Today, the Musandam Peninsula belongs to the Sultanate of Oman. It is a small enclave that is separated from the rest of Oman by a 70-km strip of the United Arab Emirates. By the beginning of the 20th century, piracy in these waters had been eradicated, and most pirates became smugglers. And after Oman has become a popular tourist destination in our days, the “salty dogs” of Musandam once again changed their occupation and became kubtans (captains) of small ships or boats used by tourists to enjoy the local exotic beautiful sceneries. A small local ship is called a dhow. As in old times, the dhows are built without drawings and using only four tools. Once, the Arabs were the first to use fore and aft (triangular) sails. The auxiliary mast, on which it was attached, was called a “mizzen” (a balancing one). This is how our European term - a mizzenmast - appeared. But you won’t see the sails today. No need to have the sails if a reliable UK-made or German-made diesel engine works in the ship’s hold.


Dhow cruises through the labyrinths between the mountain cliffs are usually organized in the 20-km Khor Sham fjord. The journey (and this is indeed a real journey, which can sometimes remind you of the stories by Homer you read) begins in the Khasab port. In the morning, there is a crowd of fishing boats and also motor boats arriving from the other side of the Strait of Hormuz (from Iran) to get smuggled goods, such as Japanese electronics, English cigarettes, and others. The dhow cruise team consists of one or two persons: the captain (kubtan) and the steward. If there is no steward, his duties are performed by the kubtan.


The calm inner waters of Khor Sham were chosen by cormorans. The cormorans are not afraid of dhows and are reluctant to give way to them. When a dhow is very close to the cormorans, they dive. 
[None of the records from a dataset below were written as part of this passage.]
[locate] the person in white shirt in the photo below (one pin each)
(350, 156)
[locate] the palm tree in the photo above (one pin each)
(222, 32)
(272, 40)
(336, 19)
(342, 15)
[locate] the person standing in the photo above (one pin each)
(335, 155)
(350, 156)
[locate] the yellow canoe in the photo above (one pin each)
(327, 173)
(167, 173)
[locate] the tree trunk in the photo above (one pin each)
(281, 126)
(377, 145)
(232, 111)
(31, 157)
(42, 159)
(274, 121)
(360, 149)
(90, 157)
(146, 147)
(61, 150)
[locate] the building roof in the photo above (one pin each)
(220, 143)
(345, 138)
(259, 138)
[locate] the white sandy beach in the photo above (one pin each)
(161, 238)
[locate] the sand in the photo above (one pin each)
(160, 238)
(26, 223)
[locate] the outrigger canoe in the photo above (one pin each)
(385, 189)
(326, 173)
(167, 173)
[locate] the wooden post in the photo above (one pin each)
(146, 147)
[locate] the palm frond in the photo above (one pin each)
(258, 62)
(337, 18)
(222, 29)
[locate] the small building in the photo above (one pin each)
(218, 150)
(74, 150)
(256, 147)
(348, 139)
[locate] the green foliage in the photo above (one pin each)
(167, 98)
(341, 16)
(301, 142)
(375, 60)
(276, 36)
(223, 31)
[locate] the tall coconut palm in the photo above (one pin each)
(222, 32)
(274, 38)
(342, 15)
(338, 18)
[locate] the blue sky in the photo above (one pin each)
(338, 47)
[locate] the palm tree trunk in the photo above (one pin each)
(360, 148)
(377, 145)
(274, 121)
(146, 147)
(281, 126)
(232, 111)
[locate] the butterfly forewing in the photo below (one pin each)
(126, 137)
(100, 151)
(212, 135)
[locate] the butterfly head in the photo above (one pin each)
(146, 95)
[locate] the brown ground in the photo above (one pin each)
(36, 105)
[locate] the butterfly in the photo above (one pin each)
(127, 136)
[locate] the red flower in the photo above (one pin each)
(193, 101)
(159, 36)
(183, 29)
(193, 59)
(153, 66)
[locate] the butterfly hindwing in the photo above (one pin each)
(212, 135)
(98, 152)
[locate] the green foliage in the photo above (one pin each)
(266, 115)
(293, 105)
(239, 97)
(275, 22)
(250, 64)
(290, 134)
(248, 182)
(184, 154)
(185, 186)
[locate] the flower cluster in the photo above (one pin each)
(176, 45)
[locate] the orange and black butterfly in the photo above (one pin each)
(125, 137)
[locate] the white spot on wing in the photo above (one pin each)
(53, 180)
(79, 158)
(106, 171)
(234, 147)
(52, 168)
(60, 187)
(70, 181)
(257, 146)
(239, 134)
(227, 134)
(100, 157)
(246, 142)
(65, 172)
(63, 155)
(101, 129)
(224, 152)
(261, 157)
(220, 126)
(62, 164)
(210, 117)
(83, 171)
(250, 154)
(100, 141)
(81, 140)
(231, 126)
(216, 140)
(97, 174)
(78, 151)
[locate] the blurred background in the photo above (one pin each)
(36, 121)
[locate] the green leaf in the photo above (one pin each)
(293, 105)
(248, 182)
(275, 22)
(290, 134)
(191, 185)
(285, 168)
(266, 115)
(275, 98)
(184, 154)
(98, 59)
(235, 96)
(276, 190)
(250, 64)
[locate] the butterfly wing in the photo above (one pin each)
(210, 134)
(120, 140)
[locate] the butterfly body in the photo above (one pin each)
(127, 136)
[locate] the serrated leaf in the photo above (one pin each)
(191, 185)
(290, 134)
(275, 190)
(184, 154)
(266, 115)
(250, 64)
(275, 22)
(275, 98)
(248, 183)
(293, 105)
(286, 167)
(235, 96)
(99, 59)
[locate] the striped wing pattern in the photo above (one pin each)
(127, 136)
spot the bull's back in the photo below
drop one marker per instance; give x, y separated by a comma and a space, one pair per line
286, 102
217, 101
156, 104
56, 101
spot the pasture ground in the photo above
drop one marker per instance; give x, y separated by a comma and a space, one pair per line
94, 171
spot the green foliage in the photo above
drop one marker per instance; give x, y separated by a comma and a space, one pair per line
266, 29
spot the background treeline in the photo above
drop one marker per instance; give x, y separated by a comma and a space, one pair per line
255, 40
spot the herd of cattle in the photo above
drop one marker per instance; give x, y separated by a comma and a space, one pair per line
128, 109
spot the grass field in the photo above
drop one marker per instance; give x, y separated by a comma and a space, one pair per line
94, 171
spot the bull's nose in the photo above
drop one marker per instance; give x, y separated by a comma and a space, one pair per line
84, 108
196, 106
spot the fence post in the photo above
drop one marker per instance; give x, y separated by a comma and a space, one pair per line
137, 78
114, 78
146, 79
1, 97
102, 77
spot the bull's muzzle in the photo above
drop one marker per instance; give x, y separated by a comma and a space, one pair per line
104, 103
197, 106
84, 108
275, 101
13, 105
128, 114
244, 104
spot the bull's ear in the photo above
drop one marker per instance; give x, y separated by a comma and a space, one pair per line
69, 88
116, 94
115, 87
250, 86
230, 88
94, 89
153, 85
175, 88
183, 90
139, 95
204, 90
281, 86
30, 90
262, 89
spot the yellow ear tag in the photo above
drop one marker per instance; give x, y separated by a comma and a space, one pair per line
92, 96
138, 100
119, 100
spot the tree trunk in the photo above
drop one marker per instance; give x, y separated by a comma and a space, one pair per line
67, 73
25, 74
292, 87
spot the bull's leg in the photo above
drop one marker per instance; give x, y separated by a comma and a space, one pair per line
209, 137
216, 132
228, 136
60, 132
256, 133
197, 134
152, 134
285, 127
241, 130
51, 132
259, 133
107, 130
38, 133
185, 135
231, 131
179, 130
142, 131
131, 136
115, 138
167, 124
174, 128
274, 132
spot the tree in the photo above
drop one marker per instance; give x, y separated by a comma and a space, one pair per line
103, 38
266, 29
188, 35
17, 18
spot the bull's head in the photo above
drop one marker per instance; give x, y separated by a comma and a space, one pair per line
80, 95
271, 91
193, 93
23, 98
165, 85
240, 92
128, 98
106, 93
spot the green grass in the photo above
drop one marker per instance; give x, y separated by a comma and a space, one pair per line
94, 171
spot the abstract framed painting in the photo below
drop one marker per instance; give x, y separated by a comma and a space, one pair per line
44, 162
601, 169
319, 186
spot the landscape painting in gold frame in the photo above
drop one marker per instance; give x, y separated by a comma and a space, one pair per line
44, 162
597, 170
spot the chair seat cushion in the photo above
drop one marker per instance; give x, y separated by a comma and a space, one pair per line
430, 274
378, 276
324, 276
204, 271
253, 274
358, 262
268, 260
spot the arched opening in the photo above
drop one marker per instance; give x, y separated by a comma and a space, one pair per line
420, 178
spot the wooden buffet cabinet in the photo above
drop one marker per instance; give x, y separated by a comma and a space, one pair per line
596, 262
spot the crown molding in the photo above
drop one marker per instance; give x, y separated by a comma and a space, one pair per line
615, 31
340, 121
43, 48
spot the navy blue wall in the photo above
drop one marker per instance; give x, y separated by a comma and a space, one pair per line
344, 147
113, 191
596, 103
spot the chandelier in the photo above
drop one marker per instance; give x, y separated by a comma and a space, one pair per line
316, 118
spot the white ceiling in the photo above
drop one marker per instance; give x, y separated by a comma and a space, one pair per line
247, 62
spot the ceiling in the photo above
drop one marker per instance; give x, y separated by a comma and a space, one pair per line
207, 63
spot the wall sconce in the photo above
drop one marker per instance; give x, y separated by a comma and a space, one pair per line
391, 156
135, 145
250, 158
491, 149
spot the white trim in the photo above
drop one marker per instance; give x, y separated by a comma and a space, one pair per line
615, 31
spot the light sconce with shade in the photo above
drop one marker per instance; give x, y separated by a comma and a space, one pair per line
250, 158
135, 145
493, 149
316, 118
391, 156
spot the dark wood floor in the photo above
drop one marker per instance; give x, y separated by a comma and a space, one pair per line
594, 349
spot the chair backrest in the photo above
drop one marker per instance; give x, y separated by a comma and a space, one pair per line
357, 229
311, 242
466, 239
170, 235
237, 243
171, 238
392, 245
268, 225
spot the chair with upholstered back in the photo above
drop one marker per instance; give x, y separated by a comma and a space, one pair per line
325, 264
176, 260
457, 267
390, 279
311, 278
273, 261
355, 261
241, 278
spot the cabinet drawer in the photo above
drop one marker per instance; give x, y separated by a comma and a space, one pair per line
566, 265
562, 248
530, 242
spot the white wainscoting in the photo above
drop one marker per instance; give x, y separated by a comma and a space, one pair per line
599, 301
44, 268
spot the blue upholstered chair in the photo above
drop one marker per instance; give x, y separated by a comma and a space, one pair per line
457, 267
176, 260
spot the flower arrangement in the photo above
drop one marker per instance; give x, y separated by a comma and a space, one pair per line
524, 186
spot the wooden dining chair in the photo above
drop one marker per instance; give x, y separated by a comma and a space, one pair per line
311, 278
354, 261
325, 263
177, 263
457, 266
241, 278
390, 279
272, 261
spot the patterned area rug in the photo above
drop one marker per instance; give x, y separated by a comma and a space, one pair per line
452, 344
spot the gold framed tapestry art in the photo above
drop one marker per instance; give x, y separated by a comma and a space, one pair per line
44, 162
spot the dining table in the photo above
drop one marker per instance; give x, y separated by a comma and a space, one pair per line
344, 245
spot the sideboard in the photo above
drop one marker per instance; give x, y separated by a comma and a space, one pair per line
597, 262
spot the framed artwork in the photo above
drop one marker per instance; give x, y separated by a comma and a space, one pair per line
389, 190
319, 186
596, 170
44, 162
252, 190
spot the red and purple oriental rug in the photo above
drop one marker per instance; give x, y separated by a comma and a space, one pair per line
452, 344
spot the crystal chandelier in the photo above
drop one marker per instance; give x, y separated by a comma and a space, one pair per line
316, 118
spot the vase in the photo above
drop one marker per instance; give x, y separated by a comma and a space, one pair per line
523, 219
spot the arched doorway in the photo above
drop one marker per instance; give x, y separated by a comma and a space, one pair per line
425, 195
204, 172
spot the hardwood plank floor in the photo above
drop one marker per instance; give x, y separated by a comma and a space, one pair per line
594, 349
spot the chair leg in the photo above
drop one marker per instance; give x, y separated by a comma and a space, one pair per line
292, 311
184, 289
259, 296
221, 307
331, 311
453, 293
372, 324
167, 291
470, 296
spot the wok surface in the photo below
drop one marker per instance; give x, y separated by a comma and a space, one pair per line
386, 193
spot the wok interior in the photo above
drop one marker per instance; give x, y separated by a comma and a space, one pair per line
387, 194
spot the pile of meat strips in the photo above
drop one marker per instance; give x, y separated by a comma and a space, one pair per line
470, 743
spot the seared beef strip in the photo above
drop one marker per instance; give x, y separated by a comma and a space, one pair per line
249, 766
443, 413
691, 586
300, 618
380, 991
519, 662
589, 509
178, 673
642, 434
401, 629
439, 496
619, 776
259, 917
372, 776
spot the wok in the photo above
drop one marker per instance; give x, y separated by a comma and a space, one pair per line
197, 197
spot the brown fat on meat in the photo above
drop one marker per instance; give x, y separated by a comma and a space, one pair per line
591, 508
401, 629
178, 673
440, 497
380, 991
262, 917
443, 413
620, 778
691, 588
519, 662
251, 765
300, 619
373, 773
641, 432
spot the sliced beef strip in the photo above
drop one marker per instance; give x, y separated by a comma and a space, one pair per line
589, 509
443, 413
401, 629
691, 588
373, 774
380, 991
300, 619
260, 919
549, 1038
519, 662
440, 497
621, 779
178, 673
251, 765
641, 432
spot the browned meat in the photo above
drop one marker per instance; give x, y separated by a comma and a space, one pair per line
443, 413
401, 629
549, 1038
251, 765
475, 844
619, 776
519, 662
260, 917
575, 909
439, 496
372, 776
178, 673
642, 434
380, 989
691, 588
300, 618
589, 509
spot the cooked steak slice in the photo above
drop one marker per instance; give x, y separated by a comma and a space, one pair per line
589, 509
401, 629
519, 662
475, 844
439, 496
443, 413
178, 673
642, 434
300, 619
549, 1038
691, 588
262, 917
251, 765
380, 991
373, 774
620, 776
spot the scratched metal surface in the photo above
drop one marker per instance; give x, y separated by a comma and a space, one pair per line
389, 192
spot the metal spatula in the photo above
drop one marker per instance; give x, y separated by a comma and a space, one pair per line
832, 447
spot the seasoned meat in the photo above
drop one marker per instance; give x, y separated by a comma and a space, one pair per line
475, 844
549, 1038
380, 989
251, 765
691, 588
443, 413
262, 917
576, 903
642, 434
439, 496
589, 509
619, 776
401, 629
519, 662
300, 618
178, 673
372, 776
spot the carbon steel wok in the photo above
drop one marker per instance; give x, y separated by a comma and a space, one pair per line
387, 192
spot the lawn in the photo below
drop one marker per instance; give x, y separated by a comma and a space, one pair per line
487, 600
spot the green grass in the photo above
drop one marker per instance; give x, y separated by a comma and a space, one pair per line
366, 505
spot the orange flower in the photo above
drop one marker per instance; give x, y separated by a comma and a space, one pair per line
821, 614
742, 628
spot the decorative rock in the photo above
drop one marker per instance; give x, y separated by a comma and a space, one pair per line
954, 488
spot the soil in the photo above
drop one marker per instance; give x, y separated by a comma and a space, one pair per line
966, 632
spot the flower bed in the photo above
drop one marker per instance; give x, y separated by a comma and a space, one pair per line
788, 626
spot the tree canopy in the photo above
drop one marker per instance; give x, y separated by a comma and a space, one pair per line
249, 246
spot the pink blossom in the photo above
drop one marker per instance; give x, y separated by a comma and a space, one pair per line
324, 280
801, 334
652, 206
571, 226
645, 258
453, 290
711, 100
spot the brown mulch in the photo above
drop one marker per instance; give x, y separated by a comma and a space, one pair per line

If you come across a fishing schooner along the way, you can have fresh tuna for lunch. The kubtan usually shouts something guttural and a fish flops on the dhow deck after flying in the air with a whooshing sound. 


All that remains is to watch the dolphins, which normally begin to rush around the dhow like mad. Soon, we arrived at the Telegraph Island, a place for some rest, swimming and lunch. Once, it actually housed a station to control the underwater cable connecting Karachi and London laid in 1865.

If it is high tide time, then on the way back, the ship can be rolling in rough weather. But don’t be afraid: the kubtan has a sure means of protecting his ship against misfortunes - that is a bag of salt suspended at the crossbar at the front of the ship! All the rest things - plush toys and a painted tuna tail - are there just for the beauty.


You can take a trip to the remote parts of the “Arabian Norway”, in one of which the rocks are adorned with the works of the distant ancestors of our civilization. This place is Taui, 3 km from the expressway running along the coast of the UAE. To the left of the road, there is a heap of stones (there are folds for birds and goats). On the ends facing the road, the images of animals and warriors are seen. If you climb up the scree slide, you can find other drawings, the petroglyphs as scientists call them. They say, that three thousand years ago, not only pirates lived here, but also painters.